Originally Published: July 14, 2014

Brad Keselowski's Dream Weekend

Sprint Cup: Keselowski untouchable at Loudon

By Ed Hinton | ESPN.com

You get so tired of hearing it. "Track position was" -- now fill in the blank: important, crucial, vital, key, everything -- "today."

Couldn't someone just overcome it, just keep driving back to the front and stop leaning on "aero push" and all those engineering terms that have become such tedious excuses in NASCAR?

Finally, Sunday, someone did. Brad Keselowski and crew chief Paul Wolfe took the track position bogeyman by the scruff of the neck, slapped it around, knocked it flat, walked away and forgot about it.

They dominated every which way, and won at the ultimate haunted house of track position, New Hampshire Motor Speedway.

Matt Sullivan/Getty ImagesBrad Keselowski and crew chief Paul Wolfe, left, celebrated their third Cup win of 2014 on Sunday.

In the process, they made a pretty nice show of their de facto runaway. Each caution period, they would take four tires while most competitors were taking two, and Keselowski would -- as other drivers might whine -- lose track position, sometimes dropping out of the top 10.

And then he would drive right back up through the field. Time and again. Dominant car and driver, but good show as he kept passing cars on the way back to the front.

"When you have cars like we did today," Wolfe said of the No. 2 Ford to reporters at the track, "it's almost like your competition is always going to do the opposite of what you do, and that kind of happened the first stop when we went with four and everyone [else] did two. ... I think it was within 10 laps we were back in the lead.

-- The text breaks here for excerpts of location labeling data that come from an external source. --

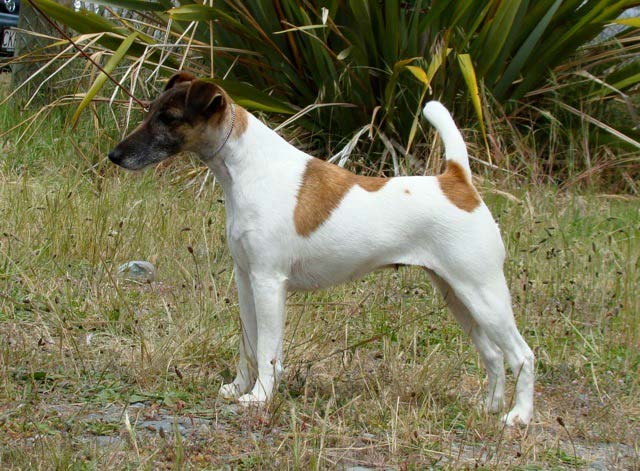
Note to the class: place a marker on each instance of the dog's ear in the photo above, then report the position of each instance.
(179, 78)
(204, 99)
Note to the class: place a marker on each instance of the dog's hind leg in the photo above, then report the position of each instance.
(489, 303)
(490, 354)
(247, 366)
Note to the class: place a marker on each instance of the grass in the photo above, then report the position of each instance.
(378, 373)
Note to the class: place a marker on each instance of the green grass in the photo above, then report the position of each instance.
(378, 373)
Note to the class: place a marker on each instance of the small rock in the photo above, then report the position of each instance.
(598, 466)
(138, 270)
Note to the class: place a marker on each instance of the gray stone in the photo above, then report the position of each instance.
(138, 270)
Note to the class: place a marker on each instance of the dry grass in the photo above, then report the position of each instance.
(98, 372)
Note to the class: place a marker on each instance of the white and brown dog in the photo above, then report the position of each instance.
(295, 222)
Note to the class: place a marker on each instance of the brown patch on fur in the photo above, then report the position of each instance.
(322, 189)
(457, 187)
(241, 123)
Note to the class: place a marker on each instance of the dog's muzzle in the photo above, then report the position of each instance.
(115, 156)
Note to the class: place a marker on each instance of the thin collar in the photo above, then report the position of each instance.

"From that point, I felt pretty good about the strength of our car and what Brad was able to do moving through traffic."

At the very end they did take two tires, and Keselowski could have used aero push as an excuse for having trouble getting by Jeff Gordon to take the lead for keeps, but he didn't.

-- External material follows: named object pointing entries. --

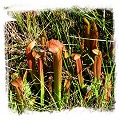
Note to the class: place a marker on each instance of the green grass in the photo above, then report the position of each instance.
(64, 25)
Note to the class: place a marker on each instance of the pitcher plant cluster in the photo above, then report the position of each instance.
(50, 56)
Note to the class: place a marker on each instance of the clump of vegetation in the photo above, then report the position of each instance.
(61, 59)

Not even a green-white-checkered finish could stop him, as Kevin Harvick, starting alongside, ran out of gas immediately and Keselowski blasted away from everyone else.

Team owner Roger Penske, who has employed a driver or two (dozen) in his day, pointed out: "At the end of the day, you can't have a great car if you don't have the best driver, and I can tell you today there was nobody that could beat him. And it was just great execution by everybody."

Speaking of execution, remember how, when Keselowski won the Cup in 2012, there was discussion that he and Wolfe might be emerging to challenge Jimmie Johnson and Chad Knaus as the best driver-crew chief tandem in NASCAR?

Then that discussion faded last year as the No. 2 team stumbled through bad luck and blown engines and didn't even come close to repeating.

Well, now they're back. Just take Sunday, when Wolfe and the crew executed and Keselowski drove, without gimmicks. Johnson crashed out early after Knaus sent him out on treacherously low-tire pressures that bit the 48 team.

Keselowski became the first driver ever to sweep a NASCAR weekend at New Hampshire, having run away with the Nationwide race on Saturday.

For Keselowski and Wolfe, this made three Cup wins this season, two in the past three races, and really two in a row, if you figure that Casino de Daytona and its rain-interrupted plate race last week can't be counted as typical on the tour.

"I'm committed to winning another championship," Keselowski said.

And you know what? A championship seems more within the grasp of a stronger Team Penske now than it did at this point in 2012.